Au Maroc, la ville qui concentre le plus de microparticules polluantes en microgrammes par m3 est Benslimane (63), suivie de Tanger (57), Meknès (47), Marrakech (46). Résultat surprenant: Casablanca n'arrive qu'en 5e position avec un air qui semble plus respirable (43).
Prévalence de la pollution domestique
Parmi les maladies pouvant être liées à la pollution de l'air, on compte sur un plan aigu, les bronchites et les pneumonies. Sur un plan chronique, on nomme par exemple les cancers bronchiques. "Quand on a un cancer bronchique, on le découvre généralement au stades 3 ou 4 de la maladie, c'est-à-dire des stades qui nécessitent un traitement par chimiothérapie", explique Dr El Ibrahimi, "c'est donc un traitement considéré palliatif; on peut parfois guérir par chirurgie le cancer bronchique lorsqu'il est découvert à un stade précoce. Mais cela reste rare pour les maladies chroniques".

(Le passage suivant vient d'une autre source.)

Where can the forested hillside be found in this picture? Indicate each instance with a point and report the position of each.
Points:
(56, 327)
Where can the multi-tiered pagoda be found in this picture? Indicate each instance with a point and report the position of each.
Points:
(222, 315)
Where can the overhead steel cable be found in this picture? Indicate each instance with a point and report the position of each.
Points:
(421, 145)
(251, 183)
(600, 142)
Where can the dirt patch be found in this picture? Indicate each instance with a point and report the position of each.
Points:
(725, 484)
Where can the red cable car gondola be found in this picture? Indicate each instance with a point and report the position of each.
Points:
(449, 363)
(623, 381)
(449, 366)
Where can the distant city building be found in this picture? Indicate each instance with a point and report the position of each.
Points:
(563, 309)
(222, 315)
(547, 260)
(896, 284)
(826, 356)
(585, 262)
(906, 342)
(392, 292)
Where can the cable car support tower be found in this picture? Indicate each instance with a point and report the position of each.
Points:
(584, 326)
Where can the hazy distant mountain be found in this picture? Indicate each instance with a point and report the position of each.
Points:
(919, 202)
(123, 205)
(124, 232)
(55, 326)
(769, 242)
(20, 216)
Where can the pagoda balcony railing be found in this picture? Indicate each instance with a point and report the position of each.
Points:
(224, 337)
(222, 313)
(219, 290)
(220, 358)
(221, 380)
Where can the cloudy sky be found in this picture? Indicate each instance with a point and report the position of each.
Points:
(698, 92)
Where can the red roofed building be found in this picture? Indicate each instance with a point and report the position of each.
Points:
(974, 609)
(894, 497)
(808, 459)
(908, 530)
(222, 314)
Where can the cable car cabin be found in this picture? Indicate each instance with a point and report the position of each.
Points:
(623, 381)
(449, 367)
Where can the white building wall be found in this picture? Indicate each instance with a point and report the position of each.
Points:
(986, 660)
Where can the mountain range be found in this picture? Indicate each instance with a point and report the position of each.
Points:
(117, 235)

Par ailleurs, la mortalité due à la pollution de l'air est plus interne qu'externe. Sur les 6 millions de décès annuels dus à la pollution atmosphérique, seulement 2 millions de décès sont causés par la pollution externe (routière et industrielle). Les 4 autres millions résultent donc de la pollution interne soit domestique, provoquée notamment par la combustion de matériaux polluants (bois, charbon, etc.).
La majorité des populations atteintes par cette pollution domestique sont à revenus faibles ou moyens, surtout localisées en Asie et en Afrique où il y a une forte densité de population. En effet, 83% des ménage de l’Afrique utilisent des combustibles solides comme le bois, le charbon de bois, le charbon, ou des déjections animales.
Une volonté d’Etat
"C'est une question de politique. Quand les politiques entendent le signal des scientifiques, ils peuvent prendre les mesures nécessaires, et la population suivra", s’exclame le pneumologue, citant pour exemple le cas de la France qui a réussi à baisser son taux de mortalité lié aux accidents de la route en réglementant la vitesse et la conduite en état d’ébriété.
"De la même manière, si nous, scientifiques, on arrive à convaincre de plus en plus -et on est en train de le faire- les pouvoirs publics, on peut arriver à réduire la mortalité en rapport ac la pollution. En témoignent des actions comme la COP22, la mise en place des Medina Bikes ou des bus au diesel à Marrakech...en somme, il faut qu'il y ait une volonté d'Etat", conclut le pneumologue qui attend de l'Etat une politique de réduction des risques en encourageant davantage la qualité et l'usage des transports publics.
El Ibrahimi mentionne tout de même le programme Qualit'air. Présidée par la princesse Lalla Hasnaa, la Fondation Mohammed VI pour la protection de l'environnement l'a lancé en 2002 et a abouti en 2016 à la signature d'un pacte Qualit'air qui engage les entreprises marocaines, réunies au sein de la CGEM, à établir leur bilan carbone à l’aide de l’outil Bilan GES (gaz à effet de serre). S’ils le souhaitent, ils peuvent compenser leurs émissions via le programme dédié de la Fondation.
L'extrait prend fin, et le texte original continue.